At the other end of the spectrum, premium brands are refining their positioning around experience, provenance and meaning. Interestingly, there is no attempt to compete on everyday affordability.

This is where Himalayan’s latest campaign fits into the broader industry narrative. Rather than reiterating source and purity—attributes that have increasingly become the price of entry—the brand has shifted its messaging toward emotional refreshment. The Himalayas are framed not just as a geographical origin, but as an idea associated with calm and balance.

Anuraag Khandelwal, Chief Creative Officer at 82.5 India, who worked on the campaign, said the intent was to move the category conversation forward. “When every brand sounds the same, talking louder doesn’t help. Thinking deeper does. In this category, provenance is the price of entry. What truly differentiates a brand is the emotional payoff,” he said, adding that the Himalayas were positioned “not just as a place, but as a state of mind.”

Can premium water justify higher prices beyond purity? 

From a business standpoint, this reflects how premium bottled water brands are attempting to defend higher price points in a market where functional superiority is increasingly difficult to claim.

Ashita Aggarwal, professor of marketing at SP Jain Institute of Management and Research, observed that as purity becomes a baseline expectation, premium brands may need to position themselves around contextual relevance, supported by provenance, sensory profile, packaging design or mineral composition. “Premium players will have to move from being pure to being the best water for a certain occasion or usage,” she said.

“There is an innate desire to be at peace in everyday chaos.
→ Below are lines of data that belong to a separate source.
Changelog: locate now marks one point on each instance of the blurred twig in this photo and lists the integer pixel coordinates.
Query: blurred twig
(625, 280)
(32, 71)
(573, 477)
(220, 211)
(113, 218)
The ‘Peace in a Bottle’ campaign brings to life the idea that these moments of calm can exist even within fast-paced environments,” said Partha Biswas, President and Head of RTD Business at Tata Consumer Products.

Where is premium bottled water actually consumed? 

Importantly, this positioning does not attempt to address the full breadth of bottled water consumption in India. Industry observers believe premium brands operate in selective contexts—hotels, corporate environments, premium dining and curated retail—where bottled water is a deliberate choice rather than a default purchase.

The coexistence of these strategies points to a larger truth about the category. Packaged water in India is not a single market, but several overlapping ones. In some settings, it is an essential utility. In others, it is a lifestyle signal or quality upgrade.

What is the future of premium bottled water in India? 

As the market continues to grow—driven by infrastructure gaps and evolving lifestyles—segmentation is likely to sharpen. The question for premium bottled water brands is not whether mass players will dominate volumes—they already do—but whether meaning, context and experience can justify a smaller, defined place in an increasingly commoditised category.

For now, the industry’s direction suggests both models will coexist—serving different needs, at different prices, in the same bottle-shaped market.